I've started writing the first draft of my next book, so I've been trying to gather up all the dynamic information equilibrium model results into economic seismograms [1] to try to provide a complete picture. In the gathering, there have been some unexpected insights — this time about unions and their effect on inequality. Here's the seismogram in the new style that can be displayed on a Kindle [2] (click to enlarge):
This shows the civilian labor force (women), wages, manufacturing employment (as a fraction of total employment), the labor share of output (nominal wages/NGDP), unionization, and income inequality (using Emmanuel Saez's data).
One of the interesting things I noticed was that unionization and inequality show almost exactly the same pattern: each bump up in unionization sees a bump down in inequality a few years later, and the decline of unionization in the 80s is followed by rising inequality in the 90s.
What's also interesting is that the decline in the labor share of output starts happening before unionization declines — i.e. a decline in unions wasn't the predominant way labor lost its share of output.

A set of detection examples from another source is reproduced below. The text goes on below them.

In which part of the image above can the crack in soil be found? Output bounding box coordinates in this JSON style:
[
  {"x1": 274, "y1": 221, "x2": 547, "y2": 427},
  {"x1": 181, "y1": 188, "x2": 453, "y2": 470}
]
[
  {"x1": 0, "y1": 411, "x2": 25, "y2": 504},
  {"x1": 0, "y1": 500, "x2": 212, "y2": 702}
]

I've talked about my hypothesis for a more likely causal factor before: labor share declined as women entered the workforce because the US pays women less than men. A rough order of magnitude calculation where capital just pockets the extra 30 cents on the dollar they save by hiring a woman gets the expected decline in labor share about right.
...
Update:
The unionization model is discussed here:
And here are the models of inequality and labor share (also here for the latter):
Footnotes
[1] One of the other things I realized in the process was that it's not seismograph, which is the machine, but seismogram. I went back on the blog and corrected all the references in the posts.
[2] Comments are welcome, but be sure to click to see the higher resolution version. Dark bands are negative shocks (or "bad" shocks), while the lighter bands are positive (or "good" shocks).